Söylediklerinden, özellikle, sesalırımı durdurup, kendisinden yeniden söylemesini rica ediyorum. O söylüyor ben defterime not alıyorum. Sonra yeniden kaydediyorum sesini. Sanki seksen sekiz yılı hiç yaşamamış. Karşısında olduğum bu insan Balkan Savaşları, Çanakkale Deniz Savaşları, Birinci Dünya Savaşı, Lenin’in Sosyalist Ekim Devrimi, Kurtuluş Savaşımız, İkinci Dünya Savaşı’nın yaşandığı tarihlere doğmamış da, içimdeki yaşadığım heyecanı sezmiş ve benimle yaşıt biriyle söyleşi yapıyordum. Hayatımın en rahat söyleşisiydi. Yunus Emre kişiliğinin çağımızdaki bir yansımasıydı karşısında oturduğum. Her davranışına dikkat kesilmiş, bütün vücut diliyle söyleşimize katılıyordu. Mimikleri, konuşurken ellerini kullanma biçimi, konuya göre hareketleri, yaşadığı duygu bütünlüğüne eşlik eden heyecanını özenle izliyordum. Her anım, yaşamadığım o tarihlere yolculuğa çıkmaktı o gün, orda. Onu tanımış olmak, yüz yüze anılar biriktirmek, dahası, bir tarih belgeselini izliyor gibiydim. Öğrendiğim her yeni şeyle ondan “el alıyor”dum. Çünkü “’böyle gelmiş, böyle gider’ diyenlerden nefret ediyorum” dediğine çok kere tanık oldum. Hayata ve insana dair olumsuz her durumla ilgili ne varsa, ne olduysa kendisinde bir sorumluluk payı arayan, ama tam tersi durumlarda toplumsal hayatta, kattıkları konusunda da o derece cimri davranan bir kişilikti Vedat Günyol.

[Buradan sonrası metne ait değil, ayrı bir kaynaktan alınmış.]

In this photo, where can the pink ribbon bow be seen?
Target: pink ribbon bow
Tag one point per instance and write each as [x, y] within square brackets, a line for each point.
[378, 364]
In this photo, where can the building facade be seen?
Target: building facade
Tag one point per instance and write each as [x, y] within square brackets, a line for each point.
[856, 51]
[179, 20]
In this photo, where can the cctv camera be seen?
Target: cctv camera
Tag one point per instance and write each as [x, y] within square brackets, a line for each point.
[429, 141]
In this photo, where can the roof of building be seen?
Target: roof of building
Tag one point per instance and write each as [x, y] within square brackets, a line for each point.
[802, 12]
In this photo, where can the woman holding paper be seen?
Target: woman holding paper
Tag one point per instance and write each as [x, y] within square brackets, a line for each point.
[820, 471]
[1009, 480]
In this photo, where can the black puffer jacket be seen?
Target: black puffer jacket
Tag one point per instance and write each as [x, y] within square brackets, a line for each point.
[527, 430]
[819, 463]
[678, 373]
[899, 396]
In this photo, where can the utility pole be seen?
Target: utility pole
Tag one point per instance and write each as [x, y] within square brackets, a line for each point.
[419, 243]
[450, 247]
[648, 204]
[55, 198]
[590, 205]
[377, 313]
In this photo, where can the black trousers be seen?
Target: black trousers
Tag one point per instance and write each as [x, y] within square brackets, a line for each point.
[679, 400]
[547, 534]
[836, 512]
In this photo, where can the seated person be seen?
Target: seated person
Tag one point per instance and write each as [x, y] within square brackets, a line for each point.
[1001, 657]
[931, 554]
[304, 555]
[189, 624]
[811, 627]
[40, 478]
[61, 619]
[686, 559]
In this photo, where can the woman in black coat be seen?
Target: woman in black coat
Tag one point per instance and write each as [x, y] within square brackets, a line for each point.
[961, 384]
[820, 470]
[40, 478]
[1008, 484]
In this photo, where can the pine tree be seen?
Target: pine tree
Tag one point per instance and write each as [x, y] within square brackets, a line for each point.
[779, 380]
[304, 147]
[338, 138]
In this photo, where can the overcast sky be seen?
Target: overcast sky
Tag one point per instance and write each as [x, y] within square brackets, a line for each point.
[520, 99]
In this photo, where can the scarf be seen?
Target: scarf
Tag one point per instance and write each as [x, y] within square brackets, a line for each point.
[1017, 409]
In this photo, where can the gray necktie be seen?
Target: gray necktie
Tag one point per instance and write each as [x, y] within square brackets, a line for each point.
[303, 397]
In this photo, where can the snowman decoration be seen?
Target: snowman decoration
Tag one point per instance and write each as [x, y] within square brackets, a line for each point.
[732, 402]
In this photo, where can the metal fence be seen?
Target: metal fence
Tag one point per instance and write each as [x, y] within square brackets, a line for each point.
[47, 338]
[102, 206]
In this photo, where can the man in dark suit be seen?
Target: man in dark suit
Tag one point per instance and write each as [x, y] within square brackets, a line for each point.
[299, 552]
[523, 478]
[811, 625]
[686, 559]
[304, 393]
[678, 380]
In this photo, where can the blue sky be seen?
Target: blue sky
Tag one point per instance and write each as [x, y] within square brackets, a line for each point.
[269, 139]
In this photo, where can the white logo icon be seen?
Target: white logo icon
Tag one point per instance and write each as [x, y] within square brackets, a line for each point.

Dinsel karanlığın, deli gömleğini halka giydirmeye inat
Suadiye Şaşkınbakkal’da, Çatalçeşme sokaktaki evine gitmiştim. Bir şey istiyor musun diye sordum “Brendim az kalmış. Bir tane kap getir” demişti. O gün evindeki konuşmamız sırasında şu söylediklerini buraya, genç kuşaklara birer hayat dersi olsun diye almak istiyorum. Çocukluğunun geçtiği yıllarda özel hayatıyla ilgili nasıl bir ortamda yetiştiğini şu sözleriyle anlatmıştı:
“Kendimi bildim bileli, iki zıt düşüncenin çatışması içinde buldum. Birincisi, adliye müsteşarı dedem Ahmet Şükrü Efendi’nin bağlanıp inandığı ‘dinsel düşünce’; ikincisi, 1900yılında Jön Türklere katılmak için Paris’e kaçan babam Ali Fikri Bey’in gönül koyduğu ‘bilimsel düşünce’. Ben, babamın etkisiyle daha çok ‘bilimsel düşünce’ye gönül bağladım. Ve 88 yıldır (Temmuz 1999 yılında yapıldı bu söyleşi) bu yola baş koymuş biri olarak bilimsel düşüncenin aydınlığını insanlara taşımaya çalıştım. Dinsel karanlığın, onulmaz bağnazlığın deli gömleğini halka giydirmeye inat…” [1]
SÜRECEK
[1] Ali Ekber Ataş. “Vedat Günyol’a Armağan 100’e 5 Vardı”, s. 7, Cumhuriyet Kitapları. Şubat 2004, İstanbul.